To determine the rankings, Internet Retailer measured 14 to 18 keywords across 20 retail categories on the Google search engine and assigned points for the top five natural results in each segment. Each keyword was measured over nine weeks beginning in late 2009 and ending in early 2010. To see marketing charts regarding this story and others click here.

The study yielded some surprises regarding where other merchants placed within the top five overall across the 20 retail categories in natural search.  Not only did underwear retailer Fresh Pair place second in the apparel category after J.C. Penney Co. Inc. (No. 16), the retailer came in first among the top three keyword search rankings with the generic term “underwear,” besting Wikipedia.org and Calvin Klein Underwear.

In the consumer electronics category, digital video service company TiVo held the top spot, even though it sells only a few models of digital video recorders and some wireless accessories along with its service. Keywords studied include “Tivo” and “DVRs” and they helped TiVo rack up double the point total of mobile phone network operator T-Mobile. Traditional consumer electronics merchants such as Sony Electronics Inc., parent of SonyStyle.com (No. 13), CircuitCity.com and Systemax Inc. (No. 22), parent of TigerDirect.com and CompUSA.com, rounded out the top five.

Data suggest there are untapped opportunities for retailers in natural search to move ahead of content sites. Of 297 keywords tested for the 2011 Search Marketing Guide, 219 of 930 top keyword positions—24%—were held by informational web sites or other non-merchants. That’s a mirror image of last year’s data: content-based sites held 24%, or 223, of 927 top positions.

The challenge for retailers is to get ahead of the content providers who show up at the top of the lists on many of the terms that users search on when they are shopping, says Larry Becker, an e-commerce marketing analyst. “Informational web sites appear so frequently in the top search results for high-value keywords in so many merchandising categories because Google believes users are best served when natural search results are devoted to editorial content,” Becker says. That doesn’t mean retailers can’t compete for strong natural search placements in those categories. “But it does emphasize the value of retailers developing abundant relevant content for their own sites,” he says.

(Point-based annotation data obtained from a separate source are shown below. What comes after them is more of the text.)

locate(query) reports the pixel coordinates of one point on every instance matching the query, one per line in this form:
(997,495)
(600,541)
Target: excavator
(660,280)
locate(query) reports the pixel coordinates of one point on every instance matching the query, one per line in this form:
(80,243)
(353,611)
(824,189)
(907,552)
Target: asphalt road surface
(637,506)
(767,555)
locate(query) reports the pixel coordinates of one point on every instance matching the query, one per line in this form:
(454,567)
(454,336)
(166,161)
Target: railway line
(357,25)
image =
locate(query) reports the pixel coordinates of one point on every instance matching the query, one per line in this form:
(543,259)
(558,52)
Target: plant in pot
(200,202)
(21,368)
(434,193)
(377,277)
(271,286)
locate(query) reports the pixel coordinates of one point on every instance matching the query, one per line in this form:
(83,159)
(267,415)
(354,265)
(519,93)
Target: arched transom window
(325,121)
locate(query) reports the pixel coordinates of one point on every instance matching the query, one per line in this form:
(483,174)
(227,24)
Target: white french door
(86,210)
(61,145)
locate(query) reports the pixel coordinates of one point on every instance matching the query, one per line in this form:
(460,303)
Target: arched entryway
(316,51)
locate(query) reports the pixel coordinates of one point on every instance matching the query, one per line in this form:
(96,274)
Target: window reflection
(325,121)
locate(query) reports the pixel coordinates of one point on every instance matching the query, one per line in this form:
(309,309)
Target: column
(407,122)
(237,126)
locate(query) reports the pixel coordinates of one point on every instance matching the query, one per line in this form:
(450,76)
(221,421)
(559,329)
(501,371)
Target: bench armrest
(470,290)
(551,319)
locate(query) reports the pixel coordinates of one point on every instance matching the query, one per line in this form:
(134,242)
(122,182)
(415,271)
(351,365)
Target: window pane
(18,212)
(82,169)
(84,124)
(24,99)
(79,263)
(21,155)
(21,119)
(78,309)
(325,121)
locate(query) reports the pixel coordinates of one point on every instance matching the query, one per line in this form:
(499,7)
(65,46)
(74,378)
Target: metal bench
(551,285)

For example, web merchants held 20 of 45 top positions among 15 keyword places in the consumer electronics merchandising category in this year’s study. The other 25 slots were held by informational web sites, such as Wikipedia.org, HowStuffWorks.com and ConsumerSearch.com. By comparison, retailers held 22 of 45 positions in last year’s study indicating there is plenty of room to improve.

Taking advantage of natural search opportunities means serving consumers. The more attention retailers pay to meeting shoppers’ needs on their sites, the more likely they will be found by search engines, says Matt Bailey, president of SiteLogic, an online marketing firm.“Retailers can do a lot more user testing, because when the site is better for the user it becomes better for search engines,” Bailey says. “It’s not just about throwing more keywords on a page, it’s about what speaks to the user. When the retailer satisfies the user, the site ranks better for the right terms.”